By: Vitor Antony Ferrari, Ivan Kubala
A decision by the Court of Justice of São Paulo recently circulated on various communication channels authorizing the “teimosinha”, a tool that allows the instant and continuous search for assets in the accounts of debtors, whether individuals or legal entities, until the credit is fully satisfied.
The aforementioned position was adopted in Instrument Appeal No. 2202768-46.2021.8.26.0000, by the 32nd Private Law Chamber, which adopted as reasons the principle of effectiveness, according to which the execution must be carried out in the best interest of the creditor, as well as speed and procedural economy, since such a tool eliminates the need for repeated requests for seizure and, consequently, reduces the number of procedural acts with the same objective.
In fact, the aforementioned “teimosinha” is an advance in technology aimed at researching and seizing assets, and its use has legal support.
However, it should be emphasized that, despite the functionality and optimization that this tool brought to creditors, it cannot and should not be used in a vulgarized manner, and caution is necessary as debtors also have protection under the legislation, such as the non-seizability of amounts deposited in savings accounts.
We must not forget, furthermore, the principle of least burden applied in favor of the debtor to avoid unnecessary damage to him, adapting the protection to the fundamental rights guaranteed to him, such as, for example, the right to housing, health and, mainly, to the dignity of the human person.
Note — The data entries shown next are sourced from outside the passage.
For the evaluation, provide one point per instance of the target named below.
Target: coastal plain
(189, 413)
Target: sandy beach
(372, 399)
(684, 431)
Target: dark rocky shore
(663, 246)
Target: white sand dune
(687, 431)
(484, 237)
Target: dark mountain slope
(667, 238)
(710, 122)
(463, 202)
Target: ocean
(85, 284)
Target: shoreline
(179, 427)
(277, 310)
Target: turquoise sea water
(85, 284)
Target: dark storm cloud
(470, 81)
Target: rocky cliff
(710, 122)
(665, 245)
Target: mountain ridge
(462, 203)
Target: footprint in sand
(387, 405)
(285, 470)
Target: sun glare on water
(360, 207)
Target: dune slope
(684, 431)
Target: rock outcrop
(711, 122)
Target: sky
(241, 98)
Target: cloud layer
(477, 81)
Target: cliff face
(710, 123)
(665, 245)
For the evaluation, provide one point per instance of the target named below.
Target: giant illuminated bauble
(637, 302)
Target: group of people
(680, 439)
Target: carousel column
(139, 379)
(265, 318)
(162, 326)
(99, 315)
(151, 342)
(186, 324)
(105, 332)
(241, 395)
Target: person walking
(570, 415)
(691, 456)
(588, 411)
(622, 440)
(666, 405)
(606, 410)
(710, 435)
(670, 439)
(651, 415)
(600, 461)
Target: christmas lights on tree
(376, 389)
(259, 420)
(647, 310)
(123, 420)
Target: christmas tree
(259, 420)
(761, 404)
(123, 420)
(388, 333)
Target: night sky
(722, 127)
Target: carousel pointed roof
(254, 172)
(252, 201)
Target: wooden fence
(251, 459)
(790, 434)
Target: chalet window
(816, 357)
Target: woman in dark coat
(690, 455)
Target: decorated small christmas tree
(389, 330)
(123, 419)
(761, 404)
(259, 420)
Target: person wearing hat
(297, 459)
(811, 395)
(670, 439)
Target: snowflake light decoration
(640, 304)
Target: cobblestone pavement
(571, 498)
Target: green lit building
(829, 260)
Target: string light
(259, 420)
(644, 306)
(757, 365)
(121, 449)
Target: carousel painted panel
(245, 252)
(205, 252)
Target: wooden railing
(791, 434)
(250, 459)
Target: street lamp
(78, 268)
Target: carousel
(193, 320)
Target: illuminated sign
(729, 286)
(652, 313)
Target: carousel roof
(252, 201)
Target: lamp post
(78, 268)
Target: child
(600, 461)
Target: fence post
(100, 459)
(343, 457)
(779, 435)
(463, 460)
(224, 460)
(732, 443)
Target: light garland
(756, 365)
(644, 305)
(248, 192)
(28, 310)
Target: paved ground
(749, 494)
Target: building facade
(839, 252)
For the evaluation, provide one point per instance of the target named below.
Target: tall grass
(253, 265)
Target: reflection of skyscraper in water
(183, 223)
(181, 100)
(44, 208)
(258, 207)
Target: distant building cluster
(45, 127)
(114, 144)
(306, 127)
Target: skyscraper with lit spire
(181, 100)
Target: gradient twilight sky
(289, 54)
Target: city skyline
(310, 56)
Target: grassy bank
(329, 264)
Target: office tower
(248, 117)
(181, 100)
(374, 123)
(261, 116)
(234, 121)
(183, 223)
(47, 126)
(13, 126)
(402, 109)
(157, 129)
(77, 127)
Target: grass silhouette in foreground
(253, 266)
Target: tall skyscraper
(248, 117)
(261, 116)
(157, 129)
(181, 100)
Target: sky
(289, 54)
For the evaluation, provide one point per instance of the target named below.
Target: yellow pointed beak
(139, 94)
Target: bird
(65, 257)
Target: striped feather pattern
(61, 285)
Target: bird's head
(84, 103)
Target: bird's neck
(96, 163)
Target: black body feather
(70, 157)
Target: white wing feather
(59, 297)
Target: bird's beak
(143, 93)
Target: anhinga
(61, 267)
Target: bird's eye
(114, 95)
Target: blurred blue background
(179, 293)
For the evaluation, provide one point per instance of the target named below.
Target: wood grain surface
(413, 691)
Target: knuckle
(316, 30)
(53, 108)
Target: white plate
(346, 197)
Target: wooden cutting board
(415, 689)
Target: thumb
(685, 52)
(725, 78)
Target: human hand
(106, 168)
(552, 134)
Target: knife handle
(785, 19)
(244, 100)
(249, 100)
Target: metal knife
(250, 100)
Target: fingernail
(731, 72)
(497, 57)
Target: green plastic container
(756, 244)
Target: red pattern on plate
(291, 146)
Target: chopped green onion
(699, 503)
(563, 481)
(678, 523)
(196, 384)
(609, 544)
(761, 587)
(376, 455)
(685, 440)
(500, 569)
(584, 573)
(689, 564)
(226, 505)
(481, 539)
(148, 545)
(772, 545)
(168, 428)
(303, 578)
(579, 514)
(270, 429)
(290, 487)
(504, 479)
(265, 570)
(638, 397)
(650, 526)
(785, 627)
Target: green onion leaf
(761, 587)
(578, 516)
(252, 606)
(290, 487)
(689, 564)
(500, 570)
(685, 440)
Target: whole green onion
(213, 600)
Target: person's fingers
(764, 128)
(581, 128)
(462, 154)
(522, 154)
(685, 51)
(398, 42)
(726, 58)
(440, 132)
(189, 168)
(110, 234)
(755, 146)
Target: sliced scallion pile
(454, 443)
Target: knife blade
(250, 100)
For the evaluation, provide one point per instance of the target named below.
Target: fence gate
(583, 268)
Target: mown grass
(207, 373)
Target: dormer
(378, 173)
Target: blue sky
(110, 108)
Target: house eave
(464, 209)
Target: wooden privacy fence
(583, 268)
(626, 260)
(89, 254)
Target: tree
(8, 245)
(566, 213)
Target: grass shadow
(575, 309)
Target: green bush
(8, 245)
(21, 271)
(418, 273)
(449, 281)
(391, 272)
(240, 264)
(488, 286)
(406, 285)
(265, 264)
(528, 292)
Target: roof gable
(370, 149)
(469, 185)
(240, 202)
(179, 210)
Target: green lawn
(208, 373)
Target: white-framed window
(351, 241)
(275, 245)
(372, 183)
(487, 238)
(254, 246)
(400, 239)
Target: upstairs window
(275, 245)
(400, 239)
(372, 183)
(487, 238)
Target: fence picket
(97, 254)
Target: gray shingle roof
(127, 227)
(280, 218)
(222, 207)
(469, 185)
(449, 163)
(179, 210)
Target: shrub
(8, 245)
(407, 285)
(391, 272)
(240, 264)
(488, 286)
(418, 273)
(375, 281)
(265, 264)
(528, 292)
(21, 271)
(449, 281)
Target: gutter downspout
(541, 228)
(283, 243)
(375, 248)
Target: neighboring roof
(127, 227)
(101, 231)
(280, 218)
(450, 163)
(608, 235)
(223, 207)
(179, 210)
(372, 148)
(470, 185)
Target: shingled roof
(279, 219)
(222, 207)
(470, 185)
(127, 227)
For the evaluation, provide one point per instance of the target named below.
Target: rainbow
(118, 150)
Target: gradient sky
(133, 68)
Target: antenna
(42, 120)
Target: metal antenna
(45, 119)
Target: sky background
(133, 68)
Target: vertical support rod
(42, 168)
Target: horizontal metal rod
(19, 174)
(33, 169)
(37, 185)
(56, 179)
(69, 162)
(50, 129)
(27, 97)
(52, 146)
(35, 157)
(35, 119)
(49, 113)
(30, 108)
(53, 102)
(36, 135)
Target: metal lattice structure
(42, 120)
Therefore, it should not be forgotten that the “stubborn” measure will help to satisfy credits more effectively and quickly, especially in the face of known habitual debtors. However, the measure requires caution, under penalty of violating rights guaranteed by national legislation, which is why legal professionals must be aware of the particularities of each case, in order to guide their clients, whether they are creditors or debtors.